The aims of the study are to:
- Assess the level of engagement between the pioneer sites and Third Sector Agencies and provide a baseline of engagement.
- Identify barriers to Third Sector engagement and strategies to address them.
- Provide recommendations for the future working of IOM projects with Third Sector Agencies.
The study found that Third Sector Agencies were involved in varying levels across the four areas. We have divided the levels of engagement of the Third Sector in relation to service delivery, operational management and strategic oversight.
There was Third Sector involvement in IOM service delivery at three of the four study projects. TSAs were involved in service delivery in three ways:
- Delivery partners – as an integral part of the IOM: co-working with statutory, third and private sector agencies; co-located with these agencies in the same office; and through the sharing of relevant intelligence and other data between these agencies.
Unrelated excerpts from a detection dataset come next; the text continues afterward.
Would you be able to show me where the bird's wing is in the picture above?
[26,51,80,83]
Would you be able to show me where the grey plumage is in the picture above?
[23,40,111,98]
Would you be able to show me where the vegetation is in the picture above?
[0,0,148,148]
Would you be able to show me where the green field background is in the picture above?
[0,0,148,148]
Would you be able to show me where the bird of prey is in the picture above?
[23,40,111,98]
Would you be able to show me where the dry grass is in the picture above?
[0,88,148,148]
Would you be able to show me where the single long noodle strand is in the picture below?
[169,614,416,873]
- Referral partners – these were TSAs which operated as delivery partners within the IOM but which also had an additional role, delivering services outside of the IOM, which the IOM referred clients to. Because these TSAs were delivery partners within the IOM, they had a closer relationship and enjoyed a greater level of exchange with the IOM than TSAs who were referral agencies.
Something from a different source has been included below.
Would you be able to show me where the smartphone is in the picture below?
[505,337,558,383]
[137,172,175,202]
- Referral agencies – these were TSAs that received referrals from the IOM. While they had some understanding of the IOM, they were less closely involved than referral partners.
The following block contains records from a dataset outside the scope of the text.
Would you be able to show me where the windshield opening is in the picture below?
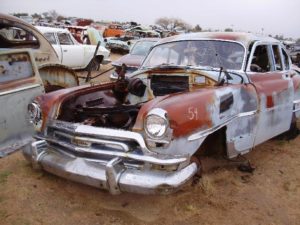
[142,40,245,70]
[130,41,155,56]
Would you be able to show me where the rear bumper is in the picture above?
[23,140,199,194]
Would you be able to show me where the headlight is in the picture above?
[145,108,169,139]
[28,102,42,125]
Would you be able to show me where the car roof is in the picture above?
[35,26,69,33]
[156,32,280,46]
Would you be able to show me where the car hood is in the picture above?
[113,54,145,67]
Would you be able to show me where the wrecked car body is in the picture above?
[110,38,160,79]
[0,49,44,158]
[23,32,300,194]
[0,13,79,91]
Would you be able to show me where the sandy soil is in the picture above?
[0,53,300,225]
[0,137,300,225]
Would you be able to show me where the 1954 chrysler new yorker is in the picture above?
[24,33,300,194]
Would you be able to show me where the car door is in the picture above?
[0,50,44,157]
[247,42,294,145]
[57,32,84,69]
There was Third Sector representation on the project steering groups at three of the four study areas. In two of these areas there was a direct link between the TSAs involved in the IOM and the steering group. In one area TSA representation came solely from IOM delivery partners, in the other from IOM delivery partners and a referral agency.
In one area there was TSA involvement at the steering group, from representatives of groups that represented community interests. However, there was no direct involvement from TSAs that were acting as referral agencies for the IOM.
Strategic oversight for the IOMs operated in the following ways across the pioneer sites:
- Local oversight – in the form of links between the IOM steering group and the Crime and Disorder Reduction Partnership (CDRP) for the local authority area(s) where the study project was located.
- Pioneer site oversight – in the form of groups that had oversight of a number of IOM projects (including the study projects) across the pioneer site area, generally the county or in London across the whole of the city.
- County wide strategic oversight – the pioneer site groups reported to countywide or London wide Criminal Justice Board.
In relation to these tiers of strategic oversight TSA engagement was less well considered than for service delivery and operational management. As a consequence it was inconsistent and not ‘joined up’.
Variations in TSA engagement
The variation in Third Sector engagement between the IOM projects was due to:
- The way in which the IOM developed.
- The strength of the drivers and facilitators for that engagement for both statutory and Third Sector Agencies.
- The composition of the local service provider market and the services they offered in relation to reducing re-offending pathways.
- Commissioning and procurement.
Barriers to engagement
There were a series of barriers to the engagement of Third Sector Agencies, many of which apply to the sector generally, such as funding and resource shortages, short term contracts and a lack of capacity to respond to commissioning opportunities.